The Asturian countryside has always, up to this century, been
anything but homogenous agriculturally, full of complications as a result
of being based on the subsistence farming of various crops centred all upon
an agricultural area organised into differentiated elements, in which the
ería or sienra (bread fields) were the fundamental reference point
for a system of farmed terraces, most of which belonged to the Church and
the primogeniture of the aristocracy. Agricultural activity revolved around
the quintana, the nucleus of family life encompassing the house and the
auxiliary buildings of the hórreo, or stilted granary; the stable,
the barn for the storage of straw, the allotment and an area of free space
called the antoxana, in which odd jobs were done, and the facinas or varas;
bales of straw, were stored. Also forming part of the quintana or designated
area was to be found the llosa or cortina, generally an orchard for apples
and other fruit trees and sometimes for flax and barley, etc.
Various of these quintanas grouped together to form the village or hamlet,
generally on the least productive lands, and the agricultural space was
organised around them. The erías, lands dedicated to the cultivation
of cereals such as wheat, especially in that strain which is well adapted
to the atlantic climate, began to be employed for the planting and cultivation
of corn, which is in itself easy to produce and which allows other crops
such as peas, beans, maize, etc, to be harvested in rotation with it. These
fields were generally situated below the village or hamlet, at a lower altitude;
especially the well-watered ones, whilst above the settlement the fields
were enclosed by trees or bushes, normally hazels, to differentiate them
from the abertales or common pastures. Although the mountains themselves
were fundamentally spaces reserved for farming and forestry, they were also
subjected to enclosure and exploited thus agriculturally. The village council
in open session would divide it into allotments which could be worked agriculturally
by individuals, whilst the mortera was that part of the mountainside reserved
for collective labour and cultivation, principally that of wheat and rye.
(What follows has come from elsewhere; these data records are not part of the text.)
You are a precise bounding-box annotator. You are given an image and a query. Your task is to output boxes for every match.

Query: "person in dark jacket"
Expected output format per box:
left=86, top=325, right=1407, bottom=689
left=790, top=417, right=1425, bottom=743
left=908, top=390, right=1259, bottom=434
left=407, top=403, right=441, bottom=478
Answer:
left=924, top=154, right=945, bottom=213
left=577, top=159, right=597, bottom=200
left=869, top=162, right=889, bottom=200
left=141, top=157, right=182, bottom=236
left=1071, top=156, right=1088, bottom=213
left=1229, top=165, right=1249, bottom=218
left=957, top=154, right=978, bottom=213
It may be seen, then, that this was a very poor peasant economy with a fundamentally
vegetarian diet based on bread (later on boroña made from corn),
beans or vegetable stew, with treats in the form of meat very few and far
between, not forgetting of course chesnuts, which were until recently extremely
important in this respect. Cheeses, lards and butters were usually destined
for the small local market, and milk for the children and old people.